4. Aux termes de l’article R. 421-1 du code de justice administrative : « La juridiction ne peut être saisie que par voie de recours formé contre une décision, et ce, dans les deux mois à partir de la notification ou de la publication de la décision attaquée. () ». Aux termes de l’article R. 421-2 du même code : « Sauf disposition législative ou réglementaire contraire, dans les cas où le silence gardé par l’autorité administrative sur une demande vaut décision de rejet, l’intéressé dispose, pour former un recours, d’un délai de deux mois à compter de la date à laquelle est née une décision implicite de rejet. Toutefois, lorsqu’une décision explicite de rejet intervient avant l’expiration de cette période, elle fait à nouveau courir le délai de recours. / La date du dépôt de la demande à l’administration, constatée par tous moyens, doit être établie à l’appui de la requête. () »
5. En l’espèce, si les requérants sollicitent la suspension d’un « refus de mise à l’abri dans le cadre de l’hébergement d’urgence pris () par le préfet du Bas-Rhin, matérialisé par l’absence de solution proposée suite aux appels 115, par le refus opposé verbalement le 11 février 2025 et confirmé par l’absence de réponse au courriel du 14 février 2025 », ils n’établissent pas l’existence d’une décision du préfet du Bas-Rhin, lequel n’a été sollicité que par un courriel du 14 février 2025. Les conclusions à fin de suspension présentées par les requérants sont, par suite et en tout état de cause, irrecevables.
6. Il y a lieu, dès lors, de faire application des dispositions précitées de l’article L. 522-3 du code de justice administrative et de rejeter les conclusions présentées par les requérants au titre de l’article L. 521-1 du code de justice administrative.
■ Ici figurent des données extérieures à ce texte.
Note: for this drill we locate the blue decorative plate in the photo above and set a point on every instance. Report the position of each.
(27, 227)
Il y a également lieu de rejeter, par voie de conséquence, leurs conclusions à fin d’injonction, ainsi que leurs conclusions présentées sur le fondement de l’article L. 761-1 du code de justice administrative.
O R D O N N E :
Article 1er : La requête de M. C et autres est rejetée.
Article 2 : La présente ordonnance sera notifiée à M. A C, à Mme E C, à M. D C, à Mme F C et au préfet du Bas-Rhin.
Fait à Strasbourg, le 31 mars 2025.
La juge des référés,
G. B
La République mande et ordonne au préfet du Bas-Rhin en ce qui le concerne et à tous commissaires de justice à ce requis en ce qui concerne les voies de droit commun contre les parties privées de pourvoir à l’exécution de la présente ordonnance.